What about the scenario in the quote? If a change in me or my circumstance changes the boundaries of the promise, then a change in the other person does as well. Either the promised was a case of mistaken identity, or they have changed. This is the 'person you were pretending to be'. I can make a promise to a person and in a world, but if things change then we can ask if that promise was broken or not. To whom did I make the promise, and who was it that made the promise? We need a clear understanding, and perhaps definition, of these to decide if a promise was broken or not.

Perhaps nobody is lying, but there is a misunderstanding of position. Promises don't have to be explicit – they can be implicit. Yet, implicit promises are inherently more dangerous than explicit ones, because they depend so much on position. When you make a promise to someone, is that promise in the personal or economic sphere? Is that promise founded upon you having transportation, or being able to achieve a goal? What if you can't – did you break that promise? Some would say yes, but others might say no – or at least, that they shouldn't be blamed for breaking the promise. If you promised to get somewhere on time, but there was a traffic jam, did you break that promise? Yes, because it seems unlikely that the world has changed so substantially that traffic jams were not possible, or that you suddenly forgot how to drive. A traffic jam is an expected problem which is already part of the word, part of the circumstances, and you haven't changed substantially. You broke that promise. If, say, there was an earthquake or you had been shot, then maybe you didn't break that promise. Maybe the world has changed substantially enough that you shouldn't be 'blamed' for breaking that promise. This is what an excuse is.

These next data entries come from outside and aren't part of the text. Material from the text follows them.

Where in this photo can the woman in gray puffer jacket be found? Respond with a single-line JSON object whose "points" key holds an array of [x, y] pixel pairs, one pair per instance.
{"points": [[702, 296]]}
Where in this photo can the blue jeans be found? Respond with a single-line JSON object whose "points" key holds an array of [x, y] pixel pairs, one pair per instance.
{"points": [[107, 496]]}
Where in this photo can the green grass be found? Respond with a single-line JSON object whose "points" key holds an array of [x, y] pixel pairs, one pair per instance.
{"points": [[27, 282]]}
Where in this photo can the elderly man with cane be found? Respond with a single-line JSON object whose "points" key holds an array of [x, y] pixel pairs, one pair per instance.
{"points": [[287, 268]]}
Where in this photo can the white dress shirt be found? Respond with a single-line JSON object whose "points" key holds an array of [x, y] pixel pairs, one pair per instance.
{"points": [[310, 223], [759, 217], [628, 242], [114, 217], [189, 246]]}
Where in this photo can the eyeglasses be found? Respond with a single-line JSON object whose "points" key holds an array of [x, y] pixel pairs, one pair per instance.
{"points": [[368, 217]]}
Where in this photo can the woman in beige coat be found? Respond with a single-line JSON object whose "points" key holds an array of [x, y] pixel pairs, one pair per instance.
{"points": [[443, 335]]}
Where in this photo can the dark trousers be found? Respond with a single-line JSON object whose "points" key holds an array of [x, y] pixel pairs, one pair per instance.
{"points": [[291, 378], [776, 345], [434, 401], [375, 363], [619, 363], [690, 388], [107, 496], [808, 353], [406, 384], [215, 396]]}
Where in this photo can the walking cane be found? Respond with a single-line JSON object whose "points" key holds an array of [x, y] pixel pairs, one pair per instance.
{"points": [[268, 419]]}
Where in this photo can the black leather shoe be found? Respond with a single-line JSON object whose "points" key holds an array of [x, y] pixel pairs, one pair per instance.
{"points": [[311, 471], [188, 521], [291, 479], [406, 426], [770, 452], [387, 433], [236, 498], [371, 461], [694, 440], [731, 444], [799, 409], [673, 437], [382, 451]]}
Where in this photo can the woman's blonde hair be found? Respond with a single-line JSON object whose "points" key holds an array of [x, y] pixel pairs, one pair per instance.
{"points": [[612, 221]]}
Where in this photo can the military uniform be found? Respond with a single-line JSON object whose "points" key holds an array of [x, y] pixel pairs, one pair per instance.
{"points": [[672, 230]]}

This is sometimes a shaky path to follow though. I have know people who promise to be on time, but are habitually late, and who always have an excuse. They have an excuse every single time, they want to argue that they shouldn't be 'blamed' for breaking their promise. Others make promises willy-nilly, and never mean any of them. I regard these people with scorn. They aren't lying if you know them and know that they are untrustworthy, but in that case – when would you trust them?